Testing

We test code in order to address risk. It is your job to assess risk. It’s a job that requires expert understanding of the research task. We can talk here about how to find risky parts of research applications and how to mitigate that risk.

Reading code for risk

The section on Organizing Code suggests that we arrange functions into functional classes:

Parsing and validation of arguments and settings files
Input and output
Data movement to transform data structures
Computational algorithms and modeling

Each of these functional classes is more likely to have different kinds of errors in the code. We can think of the code to fail to function in a few ways:

Syntax errors, language doesn’t do what you thought it did.
Logical errors, such as off-by-one errors, failure to check for NULL, control flow failing to check for a condition.
Data errors, failure to validate, incorrect column reading.
Mathematical errors in grouping of terms, choice of function calls, inputs outside a function’s domain.

We can focus on mathematical errors in the computational part of the code and focus on data problems in the input and output section.

We know from public health that risk is an interaction among the probability of an event, the severity of an event, and our ability to mitigate adverse outcomes. For code, we can understand this as fault, error, and failure.

A fault is the mis-typed part of the code, the letters on the screen that are typed wrong. An error is the event that a running code encounters this fault and computes a number that will affect the result. If that error causes an exception, or if it is seen by validation code, then it becomes a failure. This leads to four kinds of risk, shown in the following table.

	not fail	fail
faultless	great	annoying
fault	terrible	fineiguess

It’s the fault without the failure that causes the most problems. Sometimes it’s obvious:

df <- dataframe(vals = c(3, 7, NA, 9, 11))
df[is.na(df)] <- 0

Most times, it’s harder to spot than this.

There are tools to measure complexity in code, and they can highlight places the code is hard to reason about. It looks like the most popular, Sonarqube, still doesn’t support R. By eye, you would look for two properties of code:

Cyclomatic complexity - This is the number of paths through code, which corresponds to the number of if-then branches. Beware that each selection of indices in a dataframe is another branch in the code. You can check this with a package in R.
Halstead complexity - This is the number of mathematical operatons (addition, multiplication), and calls to math functions like sin. In other words, it’s where your math and models lie, but you were staring at that code, anyway.

Addressing risk

There are three ways to find a bug: reading code, running code, or testing code.

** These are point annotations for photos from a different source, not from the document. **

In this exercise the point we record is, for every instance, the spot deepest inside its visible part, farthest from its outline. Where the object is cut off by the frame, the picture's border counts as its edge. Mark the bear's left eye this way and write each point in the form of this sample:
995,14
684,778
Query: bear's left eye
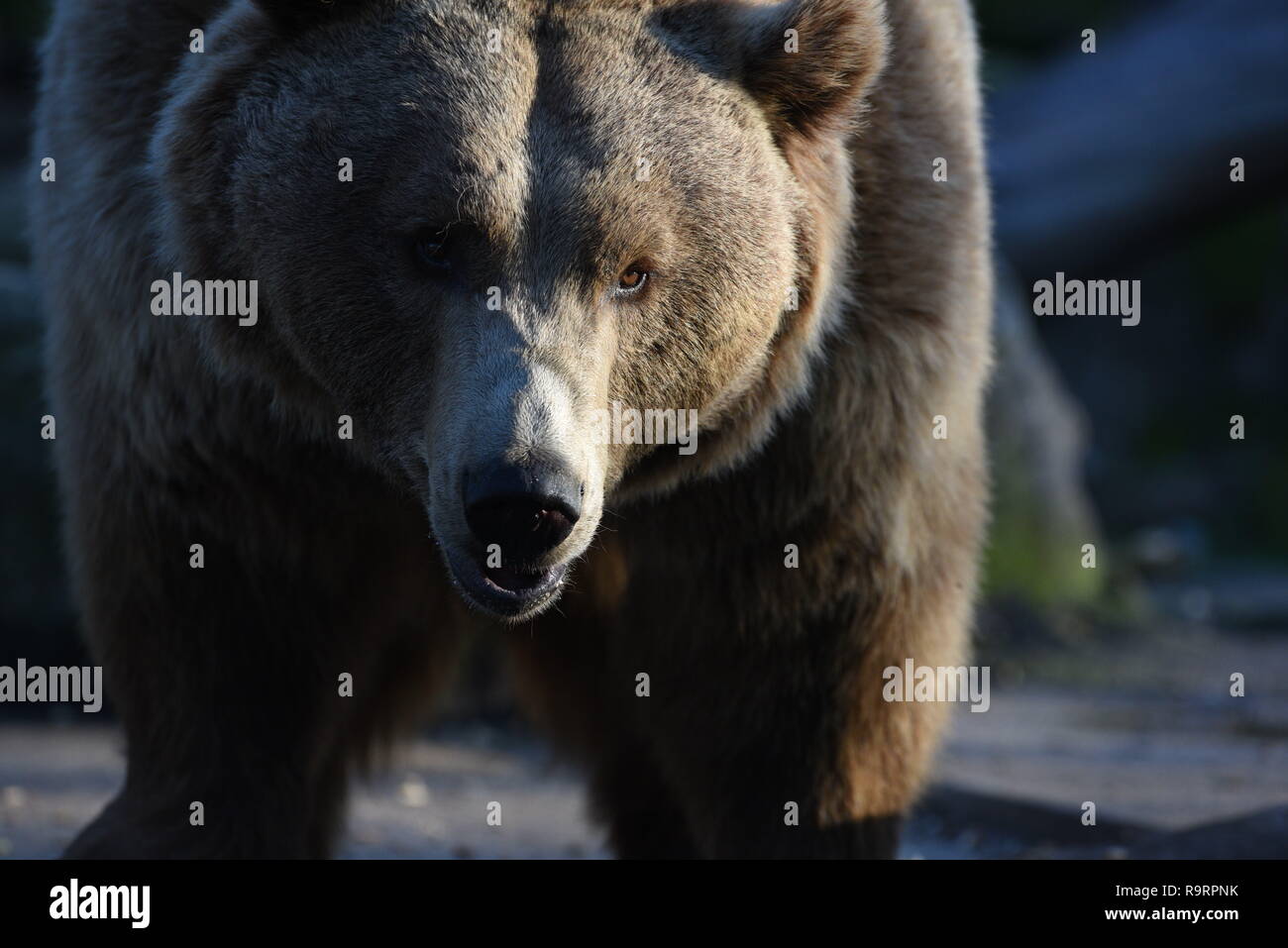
631,279
430,250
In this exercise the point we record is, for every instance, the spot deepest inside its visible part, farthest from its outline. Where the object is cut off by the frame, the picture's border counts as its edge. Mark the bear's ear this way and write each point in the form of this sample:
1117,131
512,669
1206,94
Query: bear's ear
296,14
807,62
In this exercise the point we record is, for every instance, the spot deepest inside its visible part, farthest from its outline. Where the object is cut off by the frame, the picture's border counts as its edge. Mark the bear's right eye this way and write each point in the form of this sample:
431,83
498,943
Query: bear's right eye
429,250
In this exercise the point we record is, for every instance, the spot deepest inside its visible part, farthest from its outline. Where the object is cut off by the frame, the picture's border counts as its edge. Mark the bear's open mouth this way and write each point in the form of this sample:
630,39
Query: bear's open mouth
514,579
513,591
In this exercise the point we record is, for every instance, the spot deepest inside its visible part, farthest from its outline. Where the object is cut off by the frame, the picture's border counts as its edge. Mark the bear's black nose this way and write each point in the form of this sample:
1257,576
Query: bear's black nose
526,510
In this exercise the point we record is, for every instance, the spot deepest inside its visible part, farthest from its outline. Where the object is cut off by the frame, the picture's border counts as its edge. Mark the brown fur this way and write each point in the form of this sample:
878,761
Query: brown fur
769,170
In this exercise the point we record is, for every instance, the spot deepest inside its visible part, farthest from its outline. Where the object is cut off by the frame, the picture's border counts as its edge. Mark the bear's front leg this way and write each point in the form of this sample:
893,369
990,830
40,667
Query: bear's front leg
765,668
258,629
777,741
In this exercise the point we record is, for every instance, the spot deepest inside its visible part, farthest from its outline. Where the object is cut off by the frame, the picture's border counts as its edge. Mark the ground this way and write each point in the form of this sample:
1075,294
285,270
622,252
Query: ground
1145,728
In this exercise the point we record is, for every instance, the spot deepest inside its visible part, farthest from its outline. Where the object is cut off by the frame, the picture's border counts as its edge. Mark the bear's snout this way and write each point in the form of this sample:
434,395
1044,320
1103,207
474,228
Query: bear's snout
527,511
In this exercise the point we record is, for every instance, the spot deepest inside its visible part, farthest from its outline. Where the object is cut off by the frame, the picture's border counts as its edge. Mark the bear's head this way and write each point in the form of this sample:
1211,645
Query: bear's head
520,243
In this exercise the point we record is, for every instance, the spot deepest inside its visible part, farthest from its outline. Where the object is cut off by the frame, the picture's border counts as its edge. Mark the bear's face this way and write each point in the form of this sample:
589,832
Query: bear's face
554,217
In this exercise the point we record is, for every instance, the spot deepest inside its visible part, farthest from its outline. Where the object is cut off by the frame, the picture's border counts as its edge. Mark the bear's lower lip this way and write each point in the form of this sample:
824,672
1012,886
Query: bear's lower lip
510,592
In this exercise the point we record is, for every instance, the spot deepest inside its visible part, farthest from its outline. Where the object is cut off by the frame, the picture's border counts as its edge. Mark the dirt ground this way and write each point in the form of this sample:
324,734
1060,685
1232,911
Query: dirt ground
1146,729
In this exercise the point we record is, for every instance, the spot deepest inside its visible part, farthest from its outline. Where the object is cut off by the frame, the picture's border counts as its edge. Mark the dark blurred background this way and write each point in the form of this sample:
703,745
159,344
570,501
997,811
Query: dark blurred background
1113,165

The pull-review process is about maximizing effectiveness of readers. This section is about how to maximize effectiveness of tests.

Better tests

We think about tests that are higher or lower, where a low test examines a function that doesn’t call any other functions in your code. The highest-level test would simulate input to the research application, run the code, and check output, so it is end-to-end in its exercise of the code.

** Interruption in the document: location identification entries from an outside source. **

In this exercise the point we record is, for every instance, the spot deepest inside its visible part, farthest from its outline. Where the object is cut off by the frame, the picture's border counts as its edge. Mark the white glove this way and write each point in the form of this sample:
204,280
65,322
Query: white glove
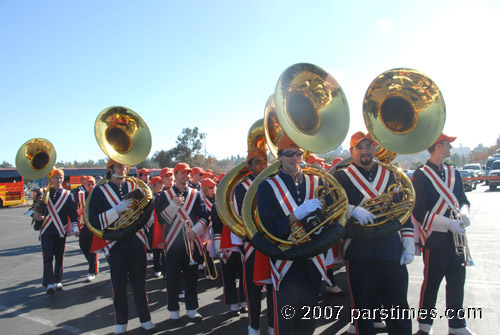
406,258
306,208
464,212
123,206
456,228
362,215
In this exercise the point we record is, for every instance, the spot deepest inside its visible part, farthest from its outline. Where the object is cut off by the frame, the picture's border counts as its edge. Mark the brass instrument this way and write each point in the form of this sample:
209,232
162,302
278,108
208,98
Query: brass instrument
125,138
404,112
311,108
34,160
460,241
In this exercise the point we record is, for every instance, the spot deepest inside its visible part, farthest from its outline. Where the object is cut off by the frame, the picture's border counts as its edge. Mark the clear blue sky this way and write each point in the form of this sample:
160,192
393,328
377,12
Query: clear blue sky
213,64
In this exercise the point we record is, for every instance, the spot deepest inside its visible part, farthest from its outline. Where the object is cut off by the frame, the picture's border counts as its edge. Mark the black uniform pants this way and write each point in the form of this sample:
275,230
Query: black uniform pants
129,264
372,283
52,248
439,263
295,294
178,268
85,244
158,260
231,270
254,296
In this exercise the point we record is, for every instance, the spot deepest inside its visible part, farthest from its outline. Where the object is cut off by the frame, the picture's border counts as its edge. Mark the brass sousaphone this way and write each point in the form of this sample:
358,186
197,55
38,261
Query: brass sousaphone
404,112
34,160
125,138
224,200
312,110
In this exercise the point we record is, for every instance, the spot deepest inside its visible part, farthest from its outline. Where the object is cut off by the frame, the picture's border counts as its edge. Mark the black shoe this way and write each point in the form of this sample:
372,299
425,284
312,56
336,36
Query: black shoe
51,290
194,316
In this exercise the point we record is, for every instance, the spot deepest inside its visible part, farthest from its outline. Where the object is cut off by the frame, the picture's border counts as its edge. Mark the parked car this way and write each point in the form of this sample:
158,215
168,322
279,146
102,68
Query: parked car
476,167
495,171
469,185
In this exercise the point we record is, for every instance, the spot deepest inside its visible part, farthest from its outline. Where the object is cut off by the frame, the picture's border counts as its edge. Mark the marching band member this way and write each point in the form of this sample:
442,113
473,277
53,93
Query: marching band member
126,256
184,216
332,252
208,189
376,268
257,162
227,246
143,174
196,177
157,232
282,200
86,236
60,209
442,210
167,177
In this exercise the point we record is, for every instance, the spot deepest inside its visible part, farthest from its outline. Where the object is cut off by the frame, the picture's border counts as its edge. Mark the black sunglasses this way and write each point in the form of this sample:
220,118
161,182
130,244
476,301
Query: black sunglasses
297,153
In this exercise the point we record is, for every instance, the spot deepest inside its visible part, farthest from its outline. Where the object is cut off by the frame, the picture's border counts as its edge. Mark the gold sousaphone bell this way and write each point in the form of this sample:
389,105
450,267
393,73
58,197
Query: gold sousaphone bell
35,158
125,138
311,109
404,112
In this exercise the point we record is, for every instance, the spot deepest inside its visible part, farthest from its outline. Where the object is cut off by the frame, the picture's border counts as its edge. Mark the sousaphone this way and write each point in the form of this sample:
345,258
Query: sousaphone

The term unit test refers to testing of small, or low, units of code. For R packages, it’s a misnomer, because the testthat testing framework is called a unit test, but you can put any kind of tests into the testthat framework, no matter whether they exercise the whole application or a small part of it.

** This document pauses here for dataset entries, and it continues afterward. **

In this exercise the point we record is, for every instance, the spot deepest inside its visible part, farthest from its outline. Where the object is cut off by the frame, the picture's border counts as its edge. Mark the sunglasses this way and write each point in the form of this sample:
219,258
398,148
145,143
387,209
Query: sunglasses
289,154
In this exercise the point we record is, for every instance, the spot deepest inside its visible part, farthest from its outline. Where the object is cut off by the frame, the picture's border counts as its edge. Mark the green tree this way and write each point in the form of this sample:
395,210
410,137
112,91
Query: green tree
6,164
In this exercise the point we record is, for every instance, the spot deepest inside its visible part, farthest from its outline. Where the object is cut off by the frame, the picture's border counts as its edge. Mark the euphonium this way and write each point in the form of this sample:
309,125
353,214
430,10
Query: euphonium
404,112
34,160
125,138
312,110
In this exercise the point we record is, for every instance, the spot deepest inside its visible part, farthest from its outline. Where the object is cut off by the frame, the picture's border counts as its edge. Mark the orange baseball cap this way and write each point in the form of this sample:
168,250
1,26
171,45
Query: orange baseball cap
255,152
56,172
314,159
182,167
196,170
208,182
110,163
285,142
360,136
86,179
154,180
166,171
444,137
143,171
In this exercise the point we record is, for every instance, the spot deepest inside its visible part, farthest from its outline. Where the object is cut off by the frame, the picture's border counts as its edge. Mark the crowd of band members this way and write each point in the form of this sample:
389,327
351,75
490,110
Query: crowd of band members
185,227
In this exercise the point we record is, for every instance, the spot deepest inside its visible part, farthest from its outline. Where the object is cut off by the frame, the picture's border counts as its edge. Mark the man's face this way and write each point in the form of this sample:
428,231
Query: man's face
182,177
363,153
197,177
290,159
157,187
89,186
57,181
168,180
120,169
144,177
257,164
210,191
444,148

The second concept for unit testing is about information. You can write a test that checks for a result.

test_that("the function runs", {
  assert(!is.null(safetyguide:::internalfunction(37)))
})

Another test could check a result in much more detail.

test_that("the function runs", {
  result <- safetyguide:::internalfunction(37)
  assert(result[["x"]] == 3)
  assert(result[["y"]] == 7)
})

The second function checks more about the code. The implementation of that function could change a lot, and the first check would pass, but the second one depends, in more detail, on the function working properly.

We can now discuss two regimes of testing that are, in some sense, best.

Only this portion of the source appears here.